We prefer the fragment to the saga, the ironic to the earnest, the technically dazzling to the emotionally direct. We’ve been taught that feeling is suspect, that to write with open heart is to write a “soap opera.” But Steinbeck’s legacy, and particularly the testimony of his journal, argues that the greatest technical feat is the marshaling of craft in service of a profound empathy. His prose is not sparse like Hemingway’s; it is muscular, rhythmic, at times biblical, rising to meet the scale of the tragedy it documents. It does not look away from sentiment, because the conditions of his characters’ lives were overwhelmingly, outrageously sentimental—in the true sense of the word: full of feeling.
Reading his journal, I am struck by his self-imposed isolation, the sparse room where he lived with the Joads day and night. “Unless a writer is capable of solitude, he should leave books alone and go into the theater,” he wrote. This solitude wasn’t misanthropy; it was the necessary condition for that deep listening, for the kind of attention that allows a writer to disappear into other lives. It is a solitude under constant assault today, by the psychic rent of the gig economy, by the infinite scroll of digital distraction, by a publishing ecosystem that demands the writer be a brand manager. Steinbeck worried about money, too—his journal is peppered with financial anxiety—but he protected the sanctity of the writing hours with a ferocity we might consider radical.
So, what do we do with this? We are not all Steinbeck, and our moment is not the 1930s. But the questions his process poses are timeless. What is your subject? Do you admire it? Are you writing toward that “curious warm pleasure” of honest work, or are you building a clever argument for something you don’t believe? When you are stuck, as I have been, is it because you’ve lost the thread of that honest feeling?
My notebook is open now. It is not a diary. In it, I am trying to answer Steinbeck’s unspoken challenge. I am writing not to be smart, but to be clear.
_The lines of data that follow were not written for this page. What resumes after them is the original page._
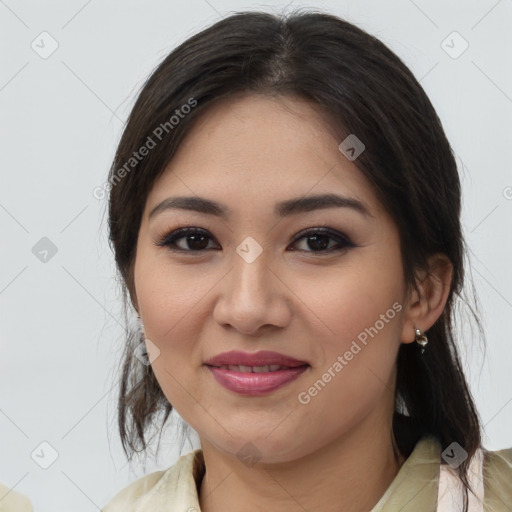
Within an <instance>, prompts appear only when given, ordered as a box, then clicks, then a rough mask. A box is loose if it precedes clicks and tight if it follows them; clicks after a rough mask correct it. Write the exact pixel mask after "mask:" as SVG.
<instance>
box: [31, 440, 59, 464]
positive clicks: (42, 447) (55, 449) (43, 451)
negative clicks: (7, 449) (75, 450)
mask: <svg viewBox="0 0 512 512" xmlns="http://www.w3.org/2000/svg"><path fill="white" fill-rule="evenodd" d="M30 456H31V457H32V460H33V461H34V462H35V463H36V464H37V465H38V466H39V467H40V468H42V469H48V468H49V467H50V466H51V465H52V464H53V463H54V462H55V461H56V460H57V459H58V458H59V453H58V452H57V450H56V449H55V448H54V447H53V446H52V445H51V444H50V443H48V442H47V441H43V442H42V443H39V444H38V445H37V446H36V448H34V450H33V451H32V453H31V454H30Z"/></svg>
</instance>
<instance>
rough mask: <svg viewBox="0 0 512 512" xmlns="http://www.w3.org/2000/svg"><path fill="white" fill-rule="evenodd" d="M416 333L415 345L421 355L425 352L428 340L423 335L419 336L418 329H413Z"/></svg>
mask: <svg viewBox="0 0 512 512" xmlns="http://www.w3.org/2000/svg"><path fill="white" fill-rule="evenodd" d="M415 331H416V343H417V344H418V345H419V346H420V347H421V353H422V354H423V352H425V348H424V347H426V345H427V343H428V338H427V336H426V335H425V334H421V331H420V330H419V329H415Z"/></svg>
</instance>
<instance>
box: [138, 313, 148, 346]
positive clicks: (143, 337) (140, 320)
mask: <svg viewBox="0 0 512 512" xmlns="http://www.w3.org/2000/svg"><path fill="white" fill-rule="evenodd" d="M137 320H138V330H139V335H140V339H141V340H144V339H145V338H146V335H145V333H144V324H143V323H142V318H141V317H140V316H138V317H137Z"/></svg>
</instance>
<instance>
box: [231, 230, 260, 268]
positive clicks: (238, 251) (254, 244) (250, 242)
mask: <svg viewBox="0 0 512 512" xmlns="http://www.w3.org/2000/svg"><path fill="white" fill-rule="evenodd" d="M236 252H237V253H238V255H239V256H240V257H241V258H242V259H243V260H244V261H245V262H246V263H252V262H253V261H255V260H256V258H257V257H258V256H259V255H260V254H261V253H262V252H263V247H261V245H260V244H259V243H258V242H256V240H254V238H253V237H252V236H248V237H247V238H245V239H244V240H243V241H242V243H241V244H240V245H239V246H238V247H237V248H236Z"/></svg>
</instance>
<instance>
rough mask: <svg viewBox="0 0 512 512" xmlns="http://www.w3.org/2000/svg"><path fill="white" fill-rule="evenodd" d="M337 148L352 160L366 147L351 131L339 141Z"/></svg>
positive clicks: (362, 142) (356, 157)
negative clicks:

Not to impress, but to connect. I am looking for the gallantry in my own field of vision, which happens to be this crowded, anxious, striving East Coast city, full of its own invisible migrations and quiet desperations. It is harder to see than the Dust Bowl, perhaps, but it is no less there.
The final lesson of Working Days is that the great works are not born great. They are built. They are the sum of daily choices: the choice to show up, the choice to scrap the dishonest page, the choice to look at the struggling world with awe rather than contempt. Steinbeck’s journal is the chronicle of those choices. It is a companion for the long haul, a voice in your ear saying, I was tired too. I was doubtful too. But I did not look away. Keep going.
"My whole work drive has been aimed at making people understand each other."
– Steinbeck
He finished his marathon on October 26, 1938, writing in the journal: “Finished this day—and I hope to God it’s good.” The rest, as they say, is history. But the history is not the point. The point is the hundred days before the finish, each one a struggle, each one a brick in the wall. The point is that it can be done. You just have to start with the truth in front of you, and the will to set it down straight.